The Murray brothers make their money playing tennis: Andy is ranked No. 4 and considered a solid contender for the Wimbledon title. Older brother Jamie has made a name for himself in the doubles arena.

But golf is not a foreign sport to the Murray clan of Scotland.

"My back gets stiff when I play, but my whole family plays golf," Murray said during the shooting of the TV segment. "My gran and grandpa live on the second tee of the golf course of where I'm from. My brother is [a] single-digit [handicap], and my dad, as well. My uncle is a golf pro over in Dallas."

As for McEnroe, he revealed, to no surprise, that his temper gets the better of him on the links, just like on the tennis court.

"You probably can imagine with my frustration levels being fairly high at times that I've been known to run out of clubs before the round is over," McEnroe said, smiling.

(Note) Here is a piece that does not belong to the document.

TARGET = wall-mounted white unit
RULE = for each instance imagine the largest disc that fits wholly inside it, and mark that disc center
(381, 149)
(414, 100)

Murray said that McIlroy's win at the U.S. Open after his collapse at the Masters is inspiring.

"It does happen to everyone," Murray said. "It's about the way you come back from it. I've had a fair few upsets in major competitions, and it makes a difference when you see somebody come back from that. It was an unbelievable performance."

World or words

For many retired players, their new life is still connected to their old life: Coaching or TV commentating is a frequent career shift.

Tina Krizan, 38, of Slovenia, who was known as a doubles player and was ranked as high as No. 19 in the tandem game before retiring in 2005, has followed a non-tennis path. After earning a degree in languages -- she speaks six -- she came up with a business concept of teaching young kids to speak a variety of languages through child's play, games and sports.

Krizan is visiting Wimbledon and talked to friends about her new business. She is running gatherings twice a week for 3-to-5-year olds and 6-to-8-year olds. The sessions are offered in English, French and German. If it's successful on a small scale, Krizan is hoping to take the business global.

"Languages are very important in the world to communicate with other people -- you combine your language with the other languages," Krizan said of her teaching approach. "It's interesting when you speak with them in a different language, they never say they don't understand.

"You give a lot to the kids, but they give a lot back, too, and I'm having fun. The best thing is they don't even know they're learning another language because they're having fun."